Gardens4Science

DNA extraction

DNA extraction from fresh or dried leaf material should be carried out using the Qiagen (Venlo, NL) DNeasy Plant Mini Kit, according to the manufacturers instructions.

PCR amplification

PCR amplification of the Agt1 marker region can be performed with MyTaq DNA-polymerase (Bioline, London, UK) using 10-20 ng DNA template, 5x MyTaq reaction buffer (5 mM dNTPs and 15 mM MgCl), 10 pmol of each primer:

AGT1_SP6_Fw: 5‘-ATTTAGGTGACACTATAGATTGATGTCGCATTAACCGGC-3‘

AGT1_M13_Rev: 5’-AACAGCTATGACCATGGCAGTTCTTCAGTCCCCATG-3’ 

The following cycling conditions may be used:

• 95°C 3 min.
• [30 cycles: 95°C 30 sec.; 56°C 20 sec.; 72°C 20 sec.]
• 72°C 5 min.

Before designing bromeliad specific primers, we also used the canonical Agt1 primers that were used in previous studies [18, 23].

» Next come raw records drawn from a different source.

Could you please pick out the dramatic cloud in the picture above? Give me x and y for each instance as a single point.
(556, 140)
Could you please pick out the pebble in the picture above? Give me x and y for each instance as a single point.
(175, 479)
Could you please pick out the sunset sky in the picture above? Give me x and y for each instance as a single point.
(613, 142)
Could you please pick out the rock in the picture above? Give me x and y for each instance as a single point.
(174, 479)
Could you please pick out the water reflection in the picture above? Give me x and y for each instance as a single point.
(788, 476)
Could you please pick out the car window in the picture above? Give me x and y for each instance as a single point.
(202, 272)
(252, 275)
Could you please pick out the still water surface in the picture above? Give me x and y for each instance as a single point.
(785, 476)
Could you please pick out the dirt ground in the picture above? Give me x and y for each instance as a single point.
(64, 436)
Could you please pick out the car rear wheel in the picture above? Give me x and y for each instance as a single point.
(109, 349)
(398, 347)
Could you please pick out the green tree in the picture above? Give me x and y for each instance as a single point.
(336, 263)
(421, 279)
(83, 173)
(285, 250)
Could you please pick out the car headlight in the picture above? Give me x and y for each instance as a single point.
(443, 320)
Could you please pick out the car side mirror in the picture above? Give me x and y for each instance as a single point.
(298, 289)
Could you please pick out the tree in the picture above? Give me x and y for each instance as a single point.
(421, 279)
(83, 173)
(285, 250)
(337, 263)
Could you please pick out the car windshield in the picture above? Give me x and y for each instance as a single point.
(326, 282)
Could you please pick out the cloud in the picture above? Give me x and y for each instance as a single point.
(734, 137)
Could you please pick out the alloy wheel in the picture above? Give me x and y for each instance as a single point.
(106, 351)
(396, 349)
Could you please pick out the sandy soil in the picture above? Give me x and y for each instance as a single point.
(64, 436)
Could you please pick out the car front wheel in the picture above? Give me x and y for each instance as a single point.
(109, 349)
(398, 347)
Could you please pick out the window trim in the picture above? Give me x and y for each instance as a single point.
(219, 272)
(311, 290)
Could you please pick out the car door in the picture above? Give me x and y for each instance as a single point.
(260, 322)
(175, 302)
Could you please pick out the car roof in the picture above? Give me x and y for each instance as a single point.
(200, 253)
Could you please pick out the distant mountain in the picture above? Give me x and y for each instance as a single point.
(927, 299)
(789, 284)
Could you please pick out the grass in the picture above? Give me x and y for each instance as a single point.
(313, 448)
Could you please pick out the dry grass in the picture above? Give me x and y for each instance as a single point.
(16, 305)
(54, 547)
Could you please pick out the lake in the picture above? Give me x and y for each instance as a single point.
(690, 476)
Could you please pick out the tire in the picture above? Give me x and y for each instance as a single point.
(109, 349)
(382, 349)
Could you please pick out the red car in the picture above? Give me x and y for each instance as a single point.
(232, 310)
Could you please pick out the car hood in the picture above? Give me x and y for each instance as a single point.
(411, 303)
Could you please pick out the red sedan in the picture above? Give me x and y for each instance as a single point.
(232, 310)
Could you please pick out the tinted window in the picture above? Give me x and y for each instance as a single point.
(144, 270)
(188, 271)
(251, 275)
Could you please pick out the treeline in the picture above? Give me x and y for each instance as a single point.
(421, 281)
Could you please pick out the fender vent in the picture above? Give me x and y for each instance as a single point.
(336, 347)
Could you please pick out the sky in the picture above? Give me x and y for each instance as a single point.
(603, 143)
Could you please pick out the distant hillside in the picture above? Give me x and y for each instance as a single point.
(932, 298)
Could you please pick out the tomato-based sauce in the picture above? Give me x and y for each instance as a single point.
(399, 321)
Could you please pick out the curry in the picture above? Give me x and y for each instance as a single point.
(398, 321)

PCR amplification and sequencing of matK can be performed using the primer combination:

MatK 5F 5‘-ATACCCTGTTCTGACCATATTG-3‘

trnK2r 5‘-AACTAGTCGGATGGAGTAG-3‘

Internal sequencing of matK should be done using the primer TOmatK:

480F 5‘-CATCTKGAAATCTTGGTTC-3‘ [34].

Sanger sequencing

Prior to sequencing, PCR reactions need to be cleaned-up by combined treatment with Exonuclease I (New England Biolabs, Ipswich, MA, USA) and Shrimp Alkaline Phosphatase (Thermo Fischer Scientific, Waltham, MA, USA) according to the supplier recommendations.

Sanger Sequencing should be performed using standard sequencing primers:

SP6_Fw 5‘-ATTTAGGTGACACTATAG-3‘

M13_Rev 5‘-AACAGCTATGACCATG-3‘

Plasmid cloning

Agt1 PCR fragment cloning was done using the CloneJET PCR Cloning Kit (Thermo Fischer Scientific, Waltham, MA, USA) according to the supplier recommendations. Four to five plasmids per cloning assay were then sequenced at Eurofins Genomics (Eurofins Scientific, Luxemburg, LU) using universal plasmid sequencing primers M13 forward and SP6 reverse.